The core-group assignments were corrected, so background work ran primarily on small cores, leaving the big cores available for foreground and audio tasks. Contention dropped and crackles were reduced in mixed navigation-and-audio scenarios but not eliminated.

Audio thread starvation under navigation load

Even with better core isolation, crackles still appeared when navigation downloads spiked CPU loads while streaming audio was playing. Traces showed why: FastMixer itself stayed on time under its real-time policy. The starvation was downstream, where its output is consumed and written to hardware.

AudioOutput and the Audio HAL writer were running under the default fair scheduler. Under heavy navigation load, they were delayed 15-25 ms - well beyond a typical audio service interval - so clean PCM data still turned into audible dropouts.

System-level fix (across the platform stack)

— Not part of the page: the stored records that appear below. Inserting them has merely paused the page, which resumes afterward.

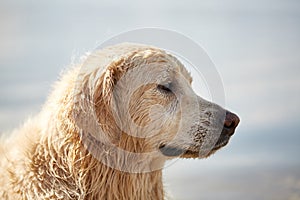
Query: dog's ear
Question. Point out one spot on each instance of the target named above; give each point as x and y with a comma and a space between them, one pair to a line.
103, 95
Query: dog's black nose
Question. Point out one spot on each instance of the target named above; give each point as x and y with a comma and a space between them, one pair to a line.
231, 121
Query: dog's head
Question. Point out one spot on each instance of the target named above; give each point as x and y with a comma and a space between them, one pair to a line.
142, 100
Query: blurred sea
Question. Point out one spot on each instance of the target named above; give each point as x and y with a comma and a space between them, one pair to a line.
255, 46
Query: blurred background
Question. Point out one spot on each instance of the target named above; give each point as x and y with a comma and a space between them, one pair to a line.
255, 46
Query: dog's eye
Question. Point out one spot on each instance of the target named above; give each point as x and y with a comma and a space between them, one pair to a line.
164, 88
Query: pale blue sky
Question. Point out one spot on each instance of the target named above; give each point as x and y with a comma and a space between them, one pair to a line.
255, 46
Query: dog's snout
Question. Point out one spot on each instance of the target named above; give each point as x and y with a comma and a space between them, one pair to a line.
231, 122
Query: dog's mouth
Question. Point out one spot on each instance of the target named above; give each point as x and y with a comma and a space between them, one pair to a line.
172, 151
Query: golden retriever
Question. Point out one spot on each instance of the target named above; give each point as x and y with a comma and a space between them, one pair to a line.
108, 127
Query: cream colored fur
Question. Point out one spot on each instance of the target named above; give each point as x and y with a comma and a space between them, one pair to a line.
109, 100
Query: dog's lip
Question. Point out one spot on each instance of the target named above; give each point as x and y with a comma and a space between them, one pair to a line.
170, 151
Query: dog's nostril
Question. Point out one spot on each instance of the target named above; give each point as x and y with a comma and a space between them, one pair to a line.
231, 120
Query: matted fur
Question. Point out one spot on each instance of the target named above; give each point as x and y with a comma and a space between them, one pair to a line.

The output-path threads were treated like normal best-effort work under load, so the fix couldn't live in the application alone. It required coordinated changes across the audio stack and the scheduler that determined when those threads could run.

The key step was to make the output path time-safe by moving AudioOutput and the Audio HAL writer to a real-time scheduling policy, so they could meet their deadlines consistently even when the rest of the system was busy.

With sporadic scheduling, corrected core assignments, and real-time output threads in place, validation runs showed zero crackles across the test tracks.

Conclusion: From chasing ghosts to mapping engineering playbooks

What started as "my speakers are broken" ended as a cross-engineering playbook. Along the way, the work reinforced two lessons: guessing is the most expensive path through a system-level problem, and the most useful evidence often comes from a clean capture at the right seam.

The playbook in five lines:

1. Reproduce before you analyze. A vague complaint is not a debugging target. The work begins when failure can be produced reliably.

2. Map the architecture first. Knowing where every boundary is before placing a probe prevents the most expensive mistake in embedded diagnostics: looking in the wrong place with the right tool.

3. Observe at seams, not inside components. Probes at boundary crossings - across VMs, between CPU and DSP, or across ECUs - help localize the fault domain without requiring immediate access to every internal stage.

4. Let the first bad boundary narrow the scope. Walking the probes in order converts a system-wide problem into a component-level one.

5. Contracts beat heroics. Durable behavior under load comes from enforceable scheduling guarantees, not one-off tuning that can erode as software and workloads evolve.

This approach now informs how intermittent system-level artifacts are investigated across domains, whether the symptom appears in audio, video, sensor processing, or networking. The probe points, tools, and automation may differ, but the logic remains the same.

For drivers, the outcome is simple: stable audio even while the vehicle is navigating, streaming, and handling other concurrent workloads. No special setting. No repeated service visits. Just a cabin experience that works as expected, even as the systems behind it grow more complex.

Note: Results here reflect the specific software builds, configurations, and workload mixes used in these investigations. Behavior can vary by vehicle program and runtime conditions.